Fast forward 62 years. In the MBA Class of 1960, we are now all 80 or will be soon. We are old codgers, the oldest reunion class to be included in the annual five-year MBA class reunions. It will probably be our last. MBA was small when we were students. There were only about 50 boys in our class. About a third have died including one of my best friends, about a third attended the reunion, and there was not much information about the balance who did not show up. Some live out of town. I suspect many may be struggling with health issues. Others have lost interest. I remember reading somewhere that if you consult mortality and morbidity tables, you will find that the number of survivors in school reunions tracks close to what actuaries and demographers predict. Such is life—and death—on the planet Earth.
Reunions for me have tended to be emotionally exhausting. It is always great to see old friends. Several of my MBA close friends were able to make it. Reconnecting with them is always the best part, and this reunion was no exception. It seems you pick up just where you left off the last time you were together. I remembered and talked with everyone who was there, which is one of the benefits of going to a small school.

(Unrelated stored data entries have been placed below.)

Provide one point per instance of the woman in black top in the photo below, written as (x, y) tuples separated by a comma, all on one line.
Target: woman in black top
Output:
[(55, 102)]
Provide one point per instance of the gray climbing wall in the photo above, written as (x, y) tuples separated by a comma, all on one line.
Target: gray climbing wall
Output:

Wives were present at this reunion as well, and that was also a good thing even though Embry complained that most of the time, she had to introduce herself while I was off reuniting with classmates.

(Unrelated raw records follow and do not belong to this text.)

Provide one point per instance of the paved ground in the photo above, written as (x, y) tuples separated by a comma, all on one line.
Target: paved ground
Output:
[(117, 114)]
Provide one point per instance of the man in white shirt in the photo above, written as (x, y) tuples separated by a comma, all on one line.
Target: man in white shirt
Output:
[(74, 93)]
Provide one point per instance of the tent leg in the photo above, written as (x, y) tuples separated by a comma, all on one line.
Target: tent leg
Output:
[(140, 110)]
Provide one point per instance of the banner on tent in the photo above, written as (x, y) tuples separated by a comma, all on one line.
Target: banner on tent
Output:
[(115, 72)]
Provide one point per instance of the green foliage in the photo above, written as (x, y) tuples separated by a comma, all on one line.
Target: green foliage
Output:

But I do not think that reconnecting is what causes the emotional exhaustion. It is what goes on in your mind thinking about what it all means or, to be more specific, what your own life means. How do you compare with those around you? Have you given your life’s journey your best shot? Have you made a positive contribution? How do your values compare to those of your classmates? Of course, there are no easy answers to these questions.
One friend warned me ahead of time not to talk about diversity or inclusion and that most in our class remained “generally conservative”. Well, that I could understand since I grew up in a conservative family and am a product of Nashville’s social class structure. So, I kept my mouth shut regarding politics; and when asked by one person if I thought, “like everyone in Nashville did,” that Biden is a crook and should be impeached and thrown in jail, I politely said “no” and changed the subject.
Politics, of course, was the elephant in the room. If we had opened this Pandora’s Box, who knows where it would have taken us? I know most of my classmates would probably have different opinions from mine but not how many would be Trump supporters or would have applauded the now infamous Alito draft Supreme Court decision on abortion or be against same sex marriage or for banning “woke” books and those discussing Critical Race Theory. I do not want to know. I want to think that we are all on the same page and share basically the same values. But I also know that our country is deeply divided, probably more so than at any other point in our history except the Civil War. Good people are on both sides. So, for reunions it is best to let those sleeping dogs lie.